On Thursday, VimpelCom and Global Telecom Holding (GTH), together with Warid Telecom Pakistan and Bank Alfalah Limited, announced that they have reached an agreement to merge their telecom businesses. The sources said that Mobilink has developed an initial set of projects aimed at transforming the merger to make it more efficient and responsive to the consumer’s needs.

Currently, Warid has total 950 permanent employees and around 1,000 contractual staff, making the total 1,950 while Mobilink has almost 9,000 to 10,000 employees.

The transaction is expected to create Capex and Opex synergies with a net present value of approximately $500 million. The combined revenue of both companies for 12 months was registered at $1.4 billion.

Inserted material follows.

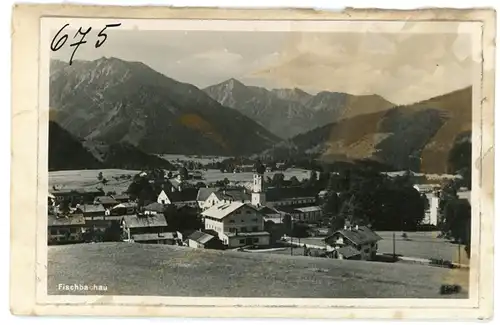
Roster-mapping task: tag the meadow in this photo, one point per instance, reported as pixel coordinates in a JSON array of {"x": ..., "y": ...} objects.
[{"x": 163, "y": 270}]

Warid, with its strong post-paid base and high quality 4G/LTE network, would complement Mobilink’s position in the market. VimpelCom and the Dhabi Group shareholders have agreed on a clear corporate governance structure. The board would consist of seven directors, out of which, six would be nominated by VimpelCom and GTH and one nominated by the Dhabi Group shareholders. Upon successful completion of the transaction, Mobilink’s CEO Jeffrey Hedberg would become the CEO of the combined business and Mobilink’s CFO Andrew Kemp would become the CFO of the combined function.

As part of the transaction, Mobilink would first acquire 100% shares of Warid in consideration for the Dhabi Group shareholders acquiring approximately 15% of the shares of Mobilink. Following the completion of transaction, the parties intend to merge Warid into Mobilink in due course.

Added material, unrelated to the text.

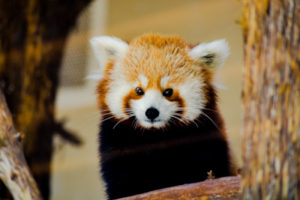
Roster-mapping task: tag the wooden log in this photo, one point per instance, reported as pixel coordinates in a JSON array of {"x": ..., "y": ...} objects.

The transaction is expected to close within six months from today, subject to obtaining approvals from the relevant authorities in Pakistan and the satisfaction of customary closing conditions. The merger is expected to close within 6 months from closing of the transaction, subject to the satisfaction of customary closing conditions. After a four year lock-in period following the date of closing of the acquisition transaction, the Dhabi Group shareholders would have the option to put their shares to VimpelCom/GTH, and VimpelCom/GTH would have the option to call the shares of the merged company held by the Dhabi Group shareholders, each at fair market value.